Obama: ‘Ill-advised’ North Korea nuke test needs tough global response

Bully pulpit, meet the nuclear pulpit. Hours before President Barack Obama planned to deliver his State of the Union, North Korea announced overnight Tuesday that it had tested a nuclear device in response to what it described as American hostility. The defiant move opened the president up to Republican criticism on foreign policy.

Obama promptly led a chorus of international condemnation, warning that the “ill-advised” and “highly provocative” test and a Dec. 12 ballistic missile launch “do not make North Korea more secure.”

“The danger posed by North Korea’s threatening activities warrants further swift and credible action by the international community,” the president said in a written statement released by the White House.

The timing was no accident. North Korea’s Stalinist state, technically still at war with South Korea, frequently tries to seize global attention with threats to turn that country's capital, Seoul, into a “lake of fire.” North Korea also celebrated July 4, 2006, with a ballistic missile launch.

One week ago, it released a bizarre video showing a city resembling New York under missile attack—to the strains of “We Are the World” on the piano. (It could also be an early present for North Korea leader Kim Jong Un's late father, Kim Jong Il, whose birthday officially falls on Feb. 16).

Administration officials worry that North Korea may be making progress towards constructing a nuclear bomb small enough to fit on a ballistic missile that might someday be able to reach the continental U.S. Obama, like Bush before him, has tightened economic sanctions on the regime in Pyongyang while working with China, Russia, Japan and South Korea in the so-called “Six-Party talks” to pressure the North. Of those countries, China is often described as holding the key: It is North Korea’s last patron in the international community. And it sharply condemned the test.

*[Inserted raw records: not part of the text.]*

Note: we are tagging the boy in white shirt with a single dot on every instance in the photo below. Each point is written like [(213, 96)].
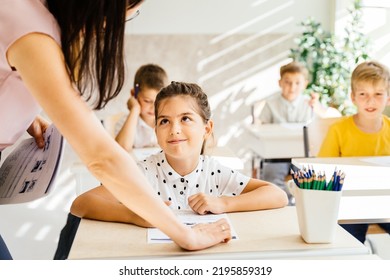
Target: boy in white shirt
[(291, 106), (136, 130)]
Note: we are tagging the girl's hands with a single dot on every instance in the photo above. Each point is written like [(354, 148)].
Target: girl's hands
[(203, 204), (37, 129), (204, 236)]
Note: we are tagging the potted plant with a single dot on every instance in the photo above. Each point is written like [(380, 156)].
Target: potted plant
[(330, 59)]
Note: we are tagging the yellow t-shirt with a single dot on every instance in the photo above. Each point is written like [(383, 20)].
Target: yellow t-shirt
[(345, 139)]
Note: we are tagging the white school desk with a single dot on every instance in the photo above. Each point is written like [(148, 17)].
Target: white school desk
[(366, 189), (85, 180), (268, 234), (274, 142)]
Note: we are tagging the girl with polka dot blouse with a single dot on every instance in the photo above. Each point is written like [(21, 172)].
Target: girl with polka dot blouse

In Washington, Obama vowed that the U.S. will "continue to take steps necessary" to defend itself and its allies.

“We will strengthen close coordination with allies and partners and work with our Six-Party partners, the United Nations Security Council, and other U.N. member states to pursue firm action,” he declared.

Director of National Intelligence James Clapper’s office confirmed that America’s spy agencies believe North Korea “probably conducted an underground nuclear explosion” with a yield of “approximately several kilotons.” (One kiloton = the approximate power of 1,000 tons of dynamite.)

In Congress, leading Republicans responded by criticizing North Korea—and Obama, who planned to promote nuclear arms reductions in his State of the Union speech.

“It is unfortunate that despite repeated overtures, the North Korean government has chosen to further isolate itself and increasingly destabilize the region,” said House Armed Services Committee Chairman Buck McKeon, R-Calif. "It is also unfortunate that on the same day the president of the United States plans to announce further reductions in U.S. nuclear weapons, we see another hostile regime unimpressed by his example.”

House Foreign Affairs Committee Chairman Ed Royce, R-Calif., said the test shows North Korea isn’t about to give up on its nuclear program and warned it “demands the Obama administration’s attention.”

Royce said Obama’s North Korea policy has “failed” and urged tougher sanctions aimed at “crippling” its military capabilities.